There are significant economic gains to be made by having soil at the correct level for pH, P and K, as you optimise the efficiency of all nutrients therefore maximising growth rates for whatever crop you wish to grow. Teagasc research shows that by simply correcting the soil pH, you can grow up to 20% more grass. Soil sampling ensures you are applying the right nutrients where they are required, when they are required and at the rate they are required.

Improving soil fertility management is a key step for improving the agronomic, economic and environmental performance of Irish farms. The principle of soil analysis is to determine the nutrient status of your soil and to give a measure of the available nutrients in the soil.

Late autumn/early winter is an ideal time to soil sample your land. Allow a minimum of 3 months after the last P and K application and a minimum of 2 years after lime application before taking samples. Having a farm map with field area and numbers clearly marked is important when taking soil samples as it aids in comparing results and helps you identify which field corresponds to a specific sample.

How to take a soil sample

To address deficiencies accurately it is fundamental that soil samples are taken accurately. Below are 9 pointers on how to accurately take a typical soil sample.

  1. Each sample should be 0.25 – 0.5 kg of soil.
  2. Ensure a consistent dept of 4 inches is being achieved with your soil corer.
  3. Take a sample every 2 to 4 ha. (5-10 acres)
  4. Avoid sampling unusual spots such as old fence lines, ditches, drinking troughs, dung or urine patches or where fertiliser or lime has been heaped or spilled in the past.
  5. Take a representative sample by walking in a W-shaped pattern across the field.
  6. Take a minimum of 20 soil cores per sample, mix them together, making sure the soil sample box is full.
  7. Sample fields at the same time of the year to aid comparisons against previous soil sample results.
  8. Place the soil sample in a soil box or a bag to avoid contamination and write the field number on it with a black permanent marker.
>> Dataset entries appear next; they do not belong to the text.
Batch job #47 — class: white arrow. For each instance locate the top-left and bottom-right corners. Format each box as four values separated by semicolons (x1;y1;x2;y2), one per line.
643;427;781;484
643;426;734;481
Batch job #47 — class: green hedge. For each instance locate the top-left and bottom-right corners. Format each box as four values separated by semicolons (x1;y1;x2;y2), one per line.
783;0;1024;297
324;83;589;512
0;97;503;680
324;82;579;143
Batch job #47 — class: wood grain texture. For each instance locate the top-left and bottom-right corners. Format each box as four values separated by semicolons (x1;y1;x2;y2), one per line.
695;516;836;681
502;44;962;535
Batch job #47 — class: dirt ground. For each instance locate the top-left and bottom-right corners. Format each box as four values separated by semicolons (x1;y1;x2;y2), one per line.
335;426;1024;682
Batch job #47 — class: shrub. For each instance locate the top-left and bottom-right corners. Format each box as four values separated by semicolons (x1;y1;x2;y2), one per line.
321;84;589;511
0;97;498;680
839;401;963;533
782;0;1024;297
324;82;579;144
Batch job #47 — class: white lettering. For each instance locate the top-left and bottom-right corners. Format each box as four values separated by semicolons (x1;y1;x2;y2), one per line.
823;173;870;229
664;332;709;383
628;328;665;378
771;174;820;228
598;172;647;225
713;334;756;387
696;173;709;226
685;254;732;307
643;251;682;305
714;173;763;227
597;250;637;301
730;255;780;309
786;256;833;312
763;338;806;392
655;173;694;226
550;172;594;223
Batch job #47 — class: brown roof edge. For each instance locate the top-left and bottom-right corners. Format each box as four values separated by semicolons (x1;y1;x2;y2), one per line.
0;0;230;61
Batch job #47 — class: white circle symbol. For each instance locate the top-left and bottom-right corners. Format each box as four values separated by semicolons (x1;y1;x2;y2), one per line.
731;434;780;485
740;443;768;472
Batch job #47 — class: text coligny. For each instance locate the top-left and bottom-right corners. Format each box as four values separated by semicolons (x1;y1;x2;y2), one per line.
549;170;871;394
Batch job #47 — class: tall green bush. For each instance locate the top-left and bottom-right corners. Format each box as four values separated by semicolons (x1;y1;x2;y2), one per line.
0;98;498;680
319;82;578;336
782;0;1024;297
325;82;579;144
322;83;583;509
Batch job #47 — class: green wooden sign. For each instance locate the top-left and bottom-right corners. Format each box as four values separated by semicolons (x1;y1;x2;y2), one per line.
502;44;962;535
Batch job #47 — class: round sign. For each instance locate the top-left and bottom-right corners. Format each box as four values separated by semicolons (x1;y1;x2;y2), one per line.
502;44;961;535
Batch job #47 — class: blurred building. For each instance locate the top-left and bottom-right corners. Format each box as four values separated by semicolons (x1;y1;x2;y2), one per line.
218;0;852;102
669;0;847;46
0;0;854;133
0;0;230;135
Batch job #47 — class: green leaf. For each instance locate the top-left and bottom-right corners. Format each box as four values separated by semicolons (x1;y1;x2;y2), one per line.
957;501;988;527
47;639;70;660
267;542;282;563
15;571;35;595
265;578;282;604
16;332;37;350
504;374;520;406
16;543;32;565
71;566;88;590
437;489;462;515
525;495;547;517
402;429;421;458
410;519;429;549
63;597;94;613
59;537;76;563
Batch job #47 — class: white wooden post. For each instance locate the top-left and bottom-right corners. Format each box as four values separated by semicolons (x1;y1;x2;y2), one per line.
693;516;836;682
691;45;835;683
So, when you pick up the result for this year or in three years’ time you know exactly what field each result corresponds to.
  9. Repeat samples every 3-4 years to see if the actions you are taking to correct soil fertility are working. Derogation farmers must take a soil sample every 4 years from a maximum area of 5 ha.

Managing your soil starts with taking a representative soil sample. Knowing what nutrients are required by your soil eliminates the guesswork. There is little to be achieved by applying additional fertiliser to soils where the underlying problem is soil pH. Therefore measuring, correcting and maintaining soil pH and Indexes should be the first consideration in soil fertility management. Managing the fertility of your soils begins with measuring the fertility of your soils. After all, you can’t manage what you don’t measure!